Exclusivity vs. Multiple Recruiters
Many employers find out the hard way that more isn’t better with contingency recruiters. They erroneously believe that giving the job order to several contingency recruiters will produce more candidates, more quickly. Instead, it reduces the quality of those candidates. Make a search non-exclusive, and it dives to lowest priority. The candidates submitted will be the easiest to find, not the best. Retained search is done exclusively - the search consultant you select will fill the position. The best candidates know the difference. They take retained search consultants more seriously. Having an expert who treats you as his number one priority, who is dedicated to in-depth recruitment, produces the high quality candidates you’d like to meet in the same time frame.

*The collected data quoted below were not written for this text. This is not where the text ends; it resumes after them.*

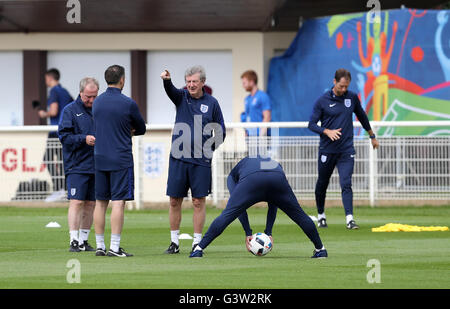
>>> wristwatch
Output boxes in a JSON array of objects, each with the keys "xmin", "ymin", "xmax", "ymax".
[{"xmin": 369, "ymin": 134, "xmax": 376, "ymax": 139}]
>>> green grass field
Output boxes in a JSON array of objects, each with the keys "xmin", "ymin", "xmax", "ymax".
[{"xmin": 0, "ymin": 205, "xmax": 449, "ymax": 289}]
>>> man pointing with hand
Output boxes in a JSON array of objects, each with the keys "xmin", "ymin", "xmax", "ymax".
[
  {"xmin": 161, "ymin": 66, "xmax": 226, "ymax": 255},
  {"xmin": 308, "ymin": 69, "xmax": 379, "ymax": 230}
]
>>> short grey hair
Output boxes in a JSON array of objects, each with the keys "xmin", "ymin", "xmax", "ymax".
[
  {"xmin": 185, "ymin": 65, "xmax": 206, "ymax": 82},
  {"xmin": 79, "ymin": 77, "xmax": 100, "ymax": 92}
]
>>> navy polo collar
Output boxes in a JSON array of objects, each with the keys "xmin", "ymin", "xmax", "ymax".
[
  {"xmin": 330, "ymin": 86, "xmax": 348, "ymax": 99},
  {"xmin": 75, "ymin": 95, "xmax": 84, "ymax": 104},
  {"xmin": 106, "ymin": 87, "xmax": 122, "ymax": 93},
  {"xmin": 50, "ymin": 84, "xmax": 62, "ymax": 92}
]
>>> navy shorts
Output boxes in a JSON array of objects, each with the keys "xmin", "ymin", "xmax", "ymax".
[
  {"xmin": 166, "ymin": 157, "xmax": 211, "ymax": 198},
  {"xmin": 95, "ymin": 167, "xmax": 134, "ymax": 201},
  {"xmin": 66, "ymin": 173, "xmax": 95, "ymax": 201}
]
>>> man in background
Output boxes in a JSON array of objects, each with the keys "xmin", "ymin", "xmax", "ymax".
[
  {"xmin": 39, "ymin": 68, "xmax": 73, "ymax": 201},
  {"xmin": 58, "ymin": 77, "xmax": 98, "ymax": 252},
  {"xmin": 241, "ymin": 70, "xmax": 271, "ymax": 137},
  {"xmin": 93, "ymin": 65, "xmax": 146, "ymax": 257},
  {"xmin": 308, "ymin": 68, "xmax": 379, "ymax": 229}
]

Real Search or File Search
Contingency recruiters maintain files of candidates who have contacted them, looking for a change. Not the best, but the most vocal candidates. This is their first, sometimes their only source to present from. Retained search firms have even more contacts, having made more calls on each search. These high-value contacts are used as a springboard, as referral sources to finding new candidates to fit a precise specification. The candidates found and screened on a retained search are happy, productive individuals who are not seeking job change, just the top performers you’d like to meet.
Quality Evaluation
Contingency recruiters don’t ask too many questions. The simpler the spec, the easier it is for them to persuade you to see a candidate who might fit. The shoehorn approach doesn’t work. It is critical to write a performance-based job description defining objectives, critical results, beliefs, values etc. so you can recognize the candidate who can do the job. Thorough evaluation means that only candidates already determined to be a fit are the ones you will meet.
When you decide to invest in executive search, make sure that your investment will pay off: Demand to see only pre-qualified top performers who are precisely what you want, who can produce results, and who can positively impact your bottom line. Retained search is your best value!